Meirelles, que comprou 200 Bilhões de dólares que só valem 100, quer ser vice

O governo Lula sofreu enorme transformação a partir da primeira posse em 2003. Os personagens que chegavam ao Planalto-Alvorada com o futuro aberto à frente deles, tinham nome mas ainda procuravam um sobrenome. Alguns já foram citados para cargos que ocupariam, na busca da consagração.

Vários conseguiram, se tornaram tão poderosos que começaram a incomodar o “companheiro” maior. Entre esses, Dirceu e Palocci, que subiram tão rápido, que começaram a cair não tão rápido, mas estrepitosamente, sem direito a volta.

Dirceu chegou a uma tal importância, que o mínimo que se dizia era isto: “Ele só chama Lula de você, o presidente trata o Chefe da Casa Civil de senhor”. Era uma forma ruidosa mas rigorosamente verdadeira de situar e explicar indiretamente o relacionamento entre eles.

Dirceu não foi derrubado pela Loterj-Waldomiro, e sim por causa da arrogância. Ele ficou tão imponente diante do espelho, que plantou na alma, na mente e no coração, que isso passou a ser o fato mais conhecido de Brasília.

De tal maneira, que quando foi depor no Congresso, alguém disse que ele era arrogante, Dirceu provocou gargalhadas das 300 pessoas presentes, ao perguntar: “Arrogante, eu?”. Lula aproveitou para se livrar dele, sem direito a volta.

Palocci, altamente desconhecido ou até conhecido demais por causa das irregularidades praticadas na comarca, fez esquecer de tal maneira o passado, que Lula teve que dizer publicamente várias e muitas vezes: “Fico esperando o Palocci me dar o sinal verde para baixar os juros”.

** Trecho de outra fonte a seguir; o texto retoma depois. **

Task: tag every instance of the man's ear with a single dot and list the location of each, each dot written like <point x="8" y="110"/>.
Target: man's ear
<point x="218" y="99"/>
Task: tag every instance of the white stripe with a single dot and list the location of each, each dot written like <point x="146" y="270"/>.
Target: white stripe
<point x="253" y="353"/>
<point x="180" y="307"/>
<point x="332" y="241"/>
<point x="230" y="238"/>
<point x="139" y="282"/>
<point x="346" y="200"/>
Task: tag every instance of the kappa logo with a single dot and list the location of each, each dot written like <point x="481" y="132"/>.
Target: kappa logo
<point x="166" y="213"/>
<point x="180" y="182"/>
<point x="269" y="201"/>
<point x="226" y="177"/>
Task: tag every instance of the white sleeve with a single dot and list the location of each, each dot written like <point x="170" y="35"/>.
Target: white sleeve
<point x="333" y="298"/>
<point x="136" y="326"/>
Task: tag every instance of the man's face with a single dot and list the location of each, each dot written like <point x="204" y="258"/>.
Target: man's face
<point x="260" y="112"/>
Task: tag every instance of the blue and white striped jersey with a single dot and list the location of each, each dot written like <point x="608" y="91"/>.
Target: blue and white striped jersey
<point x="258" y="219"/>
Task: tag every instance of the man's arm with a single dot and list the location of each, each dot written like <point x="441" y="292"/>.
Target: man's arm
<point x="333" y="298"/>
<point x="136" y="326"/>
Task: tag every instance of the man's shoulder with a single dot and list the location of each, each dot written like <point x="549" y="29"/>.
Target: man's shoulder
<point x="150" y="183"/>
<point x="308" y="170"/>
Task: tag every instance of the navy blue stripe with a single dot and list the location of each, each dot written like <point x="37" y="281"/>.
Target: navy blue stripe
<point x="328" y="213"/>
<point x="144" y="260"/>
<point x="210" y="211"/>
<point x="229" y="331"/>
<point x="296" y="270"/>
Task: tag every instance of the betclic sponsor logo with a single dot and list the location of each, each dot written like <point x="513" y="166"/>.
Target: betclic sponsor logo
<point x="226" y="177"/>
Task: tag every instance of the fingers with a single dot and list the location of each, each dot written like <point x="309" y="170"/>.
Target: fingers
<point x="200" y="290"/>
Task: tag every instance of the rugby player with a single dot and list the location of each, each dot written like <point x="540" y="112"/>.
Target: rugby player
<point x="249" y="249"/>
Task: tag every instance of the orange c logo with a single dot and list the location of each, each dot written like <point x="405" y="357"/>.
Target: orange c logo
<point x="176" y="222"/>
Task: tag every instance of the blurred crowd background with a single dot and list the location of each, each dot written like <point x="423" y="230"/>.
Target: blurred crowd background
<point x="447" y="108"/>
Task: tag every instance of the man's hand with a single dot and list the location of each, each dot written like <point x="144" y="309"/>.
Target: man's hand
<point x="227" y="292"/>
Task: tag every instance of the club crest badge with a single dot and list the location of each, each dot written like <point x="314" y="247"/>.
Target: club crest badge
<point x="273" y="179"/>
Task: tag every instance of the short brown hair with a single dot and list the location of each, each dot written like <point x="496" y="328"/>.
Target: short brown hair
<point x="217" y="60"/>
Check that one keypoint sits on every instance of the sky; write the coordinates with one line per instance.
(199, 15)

Insistindo na prática tenebrosa do que se chamava delicadamente de irregularidades, Lula não esperou mais o sinal verde do seu Ministro da Fazenda. E aproveitando as denúncias de um humilde caseiro, que Palocci não conseguiu silenciar, Lula deu o cartão vermelho para ele. Só que já não o incomodando mais, Lula passou a “dialogar” outra vez com Palocci, mas para um cargo mais abaixo, que mesmo assim não conseguiu. O Supremo não permitiu, por causa dos votos de 4 ministros e o relatório do Procurador Geral da República.

Uma vez que nem chegou a ser testado, Lula tinha certeza que, se fosse nomeado para o cargo que deveria, não poderia ser demitido, se chamava, (não se chama mais) Aloizio Mercadante.

Se conseguir ganhar de Quércia e Alckmin, (não consegue), quem sabe dirá como o último diretor do DIP de Vargas (Departamento de Imprensa e Propaganda, quer dizer, quem controlava os jornalões servos, submissos e subservientes): “O futuro a Deus pertence”. Não deixaram Mercadante ter presente, quanto mais futuro.

Finalmente, o último dos moicanos, que assumiu o Banco Central totalmente desmoralizado, desprestigiado, desgastado por causa de tudo que se sabia dele, foi Henrique Meirelles. Só sabiam quem era, pelo passado nada duvidoso mas rigorosamente comprovado.

Ligadíssimo ao FMI, tendo servido sempre a grupos multinacionais, raramente vindo ao país, só poderia ser presidente desse cargo no Brasil. Foi acusado de 6 CRIMES financeiros, todos que inviabilizam seu comando nesse Banco Central.

Mas empossado, (tendo desistido dos 183 mil votos que comprou em Goiás) só fez esconder o passado, colocou-o num esconderijo que não podia ser devassado nem pelo próprio presidente Lula. Se tornou o homem mais poderoso das finanças e da economia do Brasil, que fazia (e continua fazendo o que quer) com essa loucura de comprar 200 BILHÕES de DÓLARES.

Pagava 3 reais e 40 centavos por cada dólar, os vendedores cada vez apareciam mais. Hoje, se quiser vender esses dólares só recebe 1 real e 70 centavos. Isso hoje, pois continuará a cair. A exportação rende cada vez menos reais, a importação faz exatamente o caminho contrário.

***

PS – Meirelles foi o único na reviravolta positiva, é o ídolo de Lula. O presidente insiste em CONVIDAR Meirelles para não se desincompatibilizar, o que é no mínimo SUSPEITO.

PS 2 – Lula INCENTIVA tanto o presidente do Banco Central, que Meirelles foi crescendo na ambição. Queria ser senador (governador não dava), surpreendentemente evoluiu para vice-presidente. E não esconde: acredita que pode vir a ser candidato direto à sucessão do próprio Lula. (Existe muito para ser contado nesse setor, irei contando).